Lt. Gov. Thomas P. Gill, addressing the American Institute of Architects, last night spelled out a four-step answer to Hawaii’s pressing housing shortage.
1. The State should supply land, one of the costliest items.
2. The State should negotiate "fixed-profit contracts," with private developers to build the houses.
3. The houses thus built should be made available to people who cannot now get a loan and make a down payment, "either under lease, or lease with option to purchase over a reasonable time period."
4. Speculative profits on quick resale of the house should be eliminated. The State government, Gill said, could hold an option to rebuy the property if the owner wants to move in the first several years of ownership.
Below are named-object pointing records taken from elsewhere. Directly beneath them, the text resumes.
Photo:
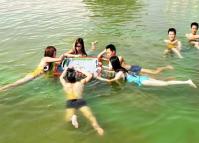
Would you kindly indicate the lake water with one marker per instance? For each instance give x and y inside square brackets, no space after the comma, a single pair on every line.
[35,112]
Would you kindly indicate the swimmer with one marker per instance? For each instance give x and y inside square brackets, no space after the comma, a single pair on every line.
[173,45]
[73,91]
[45,65]
[122,74]
[135,69]
[79,49]
[193,37]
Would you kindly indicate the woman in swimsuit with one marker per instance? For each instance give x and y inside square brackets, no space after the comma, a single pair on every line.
[122,74]
[45,64]
[78,49]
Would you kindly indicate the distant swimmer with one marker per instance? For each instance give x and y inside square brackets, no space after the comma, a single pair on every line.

Gill said, too, that Hawaii must push forward in creative design and construction of multiple-unit dwellings, duplexes, townhouses and apartments. If the Islands continue their present direction, Gill said, single-family residential "cracker boxes" will sprawl outward from Honolulu endlessly. This in turn will make Oahu a "little Los Angeles" and eat up Oahu’s prime agricultural land and open space, Gill said.
He said his program could be implemented under existing State laws, but not easily.
"It will take both government and private industry to produce answers. It will certainly take the help of those whose business is design," he told the architects. "That is where you come in. When would you like to start?"
As he has frequently in the past, Gill pointed to an array of causes for high housing costs, stressing that the causes must be surmounted. Otherwise, he said, a serious "social disruption" is in the making, driving away young families and "much of the energy and brain power of the younger generation."